Yesterday we spent two hours out cutting and collecting wood!! And luckily a friend called past with his tractor to cut our hedgerows in the fields which entertained the small man for ages and allowed us a wee bit more time!! He adores vehicles!!
Today however the weather has turned miserable so in between small bean wrangling and going to our nursury Ti a Fi session we have been processing and stacking what we brought up!!
Phew!! A few more days of wood burning NEXT year!!
We have continued to process the wood that we have been cutting down…..

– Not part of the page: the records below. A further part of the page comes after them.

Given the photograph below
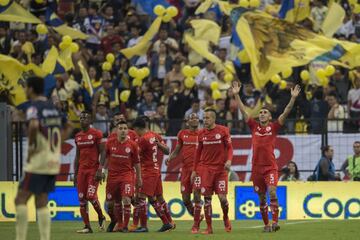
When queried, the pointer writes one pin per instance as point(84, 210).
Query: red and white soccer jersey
point(87, 144)
point(264, 167)
point(150, 165)
point(121, 160)
point(213, 151)
point(188, 140)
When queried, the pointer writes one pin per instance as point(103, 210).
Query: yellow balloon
point(329, 70)
point(305, 75)
point(159, 10)
point(167, 18)
point(63, 46)
point(124, 95)
point(254, 3)
point(187, 71)
point(67, 39)
point(244, 3)
point(214, 85)
point(286, 73)
point(216, 94)
point(275, 79)
point(228, 77)
point(282, 84)
point(133, 71)
point(172, 11)
point(106, 66)
point(4, 2)
point(137, 82)
point(320, 73)
point(110, 58)
point(195, 71)
point(189, 82)
point(74, 47)
point(41, 29)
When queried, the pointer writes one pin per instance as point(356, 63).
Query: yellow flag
point(50, 60)
point(13, 12)
point(143, 45)
point(274, 45)
point(333, 20)
point(206, 30)
point(201, 47)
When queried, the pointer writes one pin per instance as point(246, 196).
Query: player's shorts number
point(54, 139)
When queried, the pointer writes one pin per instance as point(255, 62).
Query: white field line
point(288, 223)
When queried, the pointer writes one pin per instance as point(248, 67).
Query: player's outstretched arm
point(236, 89)
point(294, 94)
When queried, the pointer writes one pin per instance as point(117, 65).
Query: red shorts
point(152, 186)
point(186, 186)
point(119, 187)
point(262, 181)
point(213, 181)
point(86, 184)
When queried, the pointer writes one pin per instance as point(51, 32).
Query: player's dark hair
point(139, 122)
point(36, 83)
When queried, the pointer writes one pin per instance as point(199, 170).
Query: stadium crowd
point(117, 24)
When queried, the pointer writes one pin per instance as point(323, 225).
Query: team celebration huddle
point(129, 162)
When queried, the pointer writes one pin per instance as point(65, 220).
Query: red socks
point(84, 212)
point(274, 206)
point(264, 213)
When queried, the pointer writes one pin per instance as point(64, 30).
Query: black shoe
point(85, 230)
point(275, 227)
point(102, 223)
point(165, 228)
point(141, 229)
point(111, 226)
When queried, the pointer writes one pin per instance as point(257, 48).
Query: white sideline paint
point(288, 223)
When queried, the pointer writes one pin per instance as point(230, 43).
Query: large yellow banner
point(297, 200)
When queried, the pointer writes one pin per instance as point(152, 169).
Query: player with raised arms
point(214, 153)
point(89, 170)
point(46, 131)
point(264, 167)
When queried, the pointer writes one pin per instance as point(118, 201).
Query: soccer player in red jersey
point(88, 169)
point(186, 145)
point(264, 167)
point(215, 154)
point(150, 143)
point(122, 157)
point(115, 208)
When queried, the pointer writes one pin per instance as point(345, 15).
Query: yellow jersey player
point(43, 162)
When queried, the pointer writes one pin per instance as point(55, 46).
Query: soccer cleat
point(85, 230)
point(132, 228)
point(141, 229)
point(208, 231)
point(195, 230)
point(227, 225)
point(173, 224)
point(166, 228)
point(111, 226)
point(102, 221)
point(275, 227)
point(267, 228)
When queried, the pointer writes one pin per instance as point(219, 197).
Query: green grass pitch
point(242, 230)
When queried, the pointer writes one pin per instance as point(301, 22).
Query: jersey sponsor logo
point(211, 142)
point(247, 205)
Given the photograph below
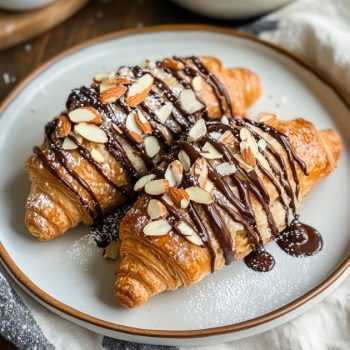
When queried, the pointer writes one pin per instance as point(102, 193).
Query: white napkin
point(319, 30)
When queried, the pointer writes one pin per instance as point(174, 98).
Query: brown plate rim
point(214, 331)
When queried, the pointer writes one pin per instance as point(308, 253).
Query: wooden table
point(98, 17)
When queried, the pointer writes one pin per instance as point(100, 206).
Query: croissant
point(114, 132)
point(221, 196)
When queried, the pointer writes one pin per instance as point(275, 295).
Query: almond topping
point(184, 160)
point(91, 132)
point(143, 123)
point(198, 130)
point(139, 90)
point(156, 187)
point(164, 112)
point(112, 94)
point(152, 146)
point(189, 101)
point(141, 182)
point(200, 172)
point(97, 155)
point(197, 83)
point(85, 114)
point(268, 119)
point(247, 153)
point(157, 228)
point(63, 126)
point(179, 196)
point(174, 173)
point(156, 209)
point(173, 64)
point(198, 195)
point(210, 152)
point(226, 169)
point(111, 252)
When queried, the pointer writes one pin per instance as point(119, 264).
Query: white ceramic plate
point(70, 276)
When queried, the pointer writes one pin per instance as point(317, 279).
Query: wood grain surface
point(96, 18)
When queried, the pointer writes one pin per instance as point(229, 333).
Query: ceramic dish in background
point(231, 9)
point(69, 275)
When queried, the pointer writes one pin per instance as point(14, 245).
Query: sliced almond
point(198, 195)
point(247, 153)
point(157, 228)
point(112, 94)
point(198, 130)
point(173, 64)
point(85, 115)
point(152, 146)
point(226, 169)
point(210, 152)
point(63, 126)
point(174, 173)
point(179, 196)
point(141, 182)
point(197, 83)
point(200, 171)
point(268, 119)
point(112, 251)
point(164, 112)
point(156, 209)
point(143, 123)
point(189, 101)
point(226, 138)
point(91, 132)
point(184, 160)
point(97, 155)
point(139, 90)
point(157, 187)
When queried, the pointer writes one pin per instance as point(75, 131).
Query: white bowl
point(23, 5)
point(231, 9)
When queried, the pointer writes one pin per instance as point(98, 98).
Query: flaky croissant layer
point(228, 191)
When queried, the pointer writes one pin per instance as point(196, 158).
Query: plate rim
point(181, 334)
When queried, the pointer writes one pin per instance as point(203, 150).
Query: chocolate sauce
point(299, 239)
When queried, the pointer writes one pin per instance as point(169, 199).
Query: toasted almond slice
point(91, 132)
point(63, 126)
point(157, 228)
point(197, 83)
point(173, 64)
point(112, 94)
point(157, 187)
point(198, 195)
point(174, 173)
point(226, 138)
point(247, 153)
point(268, 119)
point(141, 182)
point(85, 115)
point(156, 209)
point(198, 130)
point(226, 169)
point(189, 101)
point(210, 152)
point(143, 123)
point(184, 160)
point(131, 124)
point(200, 171)
point(139, 90)
point(112, 251)
point(152, 146)
point(97, 155)
point(224, 120)
point(179, 196)
point(68, 144)
point(164, 112)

The logs have been cut and chopped and stacked!!! And we have rearranged the barn a smidge to make more room to stack wood!
We have been sorting the wood to be sawn and the wood to be chopped….
And even chipping the branches so we can use them as path or bedding mulch!!
We have mainly cut goat willow (Salix Caprea) and tidied up some branches and the leylandii!!!! And have been trying to work out how much we will use/need to have for a year of stove use!! James’ parents brought us a poem a while back…
Beech-wood fires burn bright and clear
If the logs are kept a year;
Store your beech for Christmastide
With new-cut holly laid beside;
Chestnut’s only good, they say,
If for years ’tis stored away;
Birch and fir-wood burn too fast
Blaze too bright and do not last;
Flames from larch will shoot up high,
Dangerously the sparks will fly;
But ash-wood green and ash-wood brown
Are fit for a Queen with a golden crown.
Oaken logs, if dry and old,
Keep away the winter’s cold;
Poplar gives a bitter smoke,
Fills your eyes and makes you choke;
Elm-wood burns like churchyard mould,
E’en the very flames are cold;
It is by the Irish said;
Hawthorn bakes the sweetest bread,
Apple-wood will scent the room,
Pear-wood smells like flowers in bloom;
But ash-wood wet and ash-wood dry
A King may warm his slippers by.
This gives you a start as to what will burn… I.e. The leylandii will burn quick and bright….
But we have been hunting further…. Willow is apparently also a poor wood…. Mmmmmmm we have a few oak branches…. And a load of bits to tidy up!!!